Aussie Broadband adopted the new tier on December 11, which reduced the retail price of a 250Mbps service from $250 to $169 a month.
It appears likely the price reduction had an effect: Aussie Broadband’s 250Mbps user base went from 461 at the end of September to 623 at the end of December, a 35 percent quarter-on-quarter rise, according to Australian Competition and Consumer Commission (ACCC) numbers released today.
"We’re seeing good demand for the higher speed tiers, typically from a set of residential customers who want the fastest speed they can afford," Aussie Broadband’s managing director Phillip Britt told iTnews.
Overall, the number of active 250Mbps services in the quarter was 1351, up from 1051 - a 28 percent jump.
It’s not clear which other retail service providers (RSPs) benefitted from the 250Mbps changes since anyone outside the top six providers is reported as “other”.
The early growth in the 250Mbps could bode well for NBN Co as it prepares to also offer much cheaper “up to gigabit” speed plans.

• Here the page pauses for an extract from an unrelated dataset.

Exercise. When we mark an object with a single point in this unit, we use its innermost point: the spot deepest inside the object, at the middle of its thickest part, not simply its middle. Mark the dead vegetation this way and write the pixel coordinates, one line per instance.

Britt was cautiously optimistic about the new gigabit pricing, saying that while he believed it would help drive demand for higher speed tiers, "we think it’s still too early to judge what the demand for 1 gigabit speeds will be.”
Additional comments were being sought from NBN Co at the time of publication.
Demand for 12Mbps is clear again
The ACCC numbers also provide a clearer indication of just how much of the NBN user base is signed up to the 12Mbps service.
NBN Co axed some of the most punitive elements of 12Mbps pricing late last year - which were put in place in a now-abandoned bid to force users up to higher plans.
It now appears that some 12Mbps users had been migrated to the 25Mbps tier where they could be more sustainably serviced from a price perspective with a likely rate-limited 12Mbps service.
However, with changes to the 12Mbps tier, those users are being moved back again.
“The number of lower speed plans acquired at the wholesale level increased by 61,370 services over the December 2019 quarter to nearly 2.2 million services,” the ACCC said in a statement.
“The net increase is the combination of a rise of almost 160,000 services at the lowest speed of 12Mbps, and a decline of almost 98,000 services at the next highest tier of 25Mbps.
“This has meant that the 12Mbps tier represented 17.6 percent of all NBN wholesale services at the end of the December quarter, up from 16.2 per cent at the end of September, while the share of 25Mbps services decreased from 18.1 percent to 15.5 percent in the same period.
“However, despite this shift at the wholesale level the proportion of retail customers on these plans is likely to have remained relatively stable.
“The ACCC is aware that access seekers shifted a large number of wholesale services from the 25Mbps tier to the 12Mbps tier during the quarter, following changes to NBN wholesale pricing.
“Under NBN Co’s previous wholesale pricing offers, some service providers were using 25Mbps bundled wholesale services to supply 12Mbps plans to some of their retail customers.”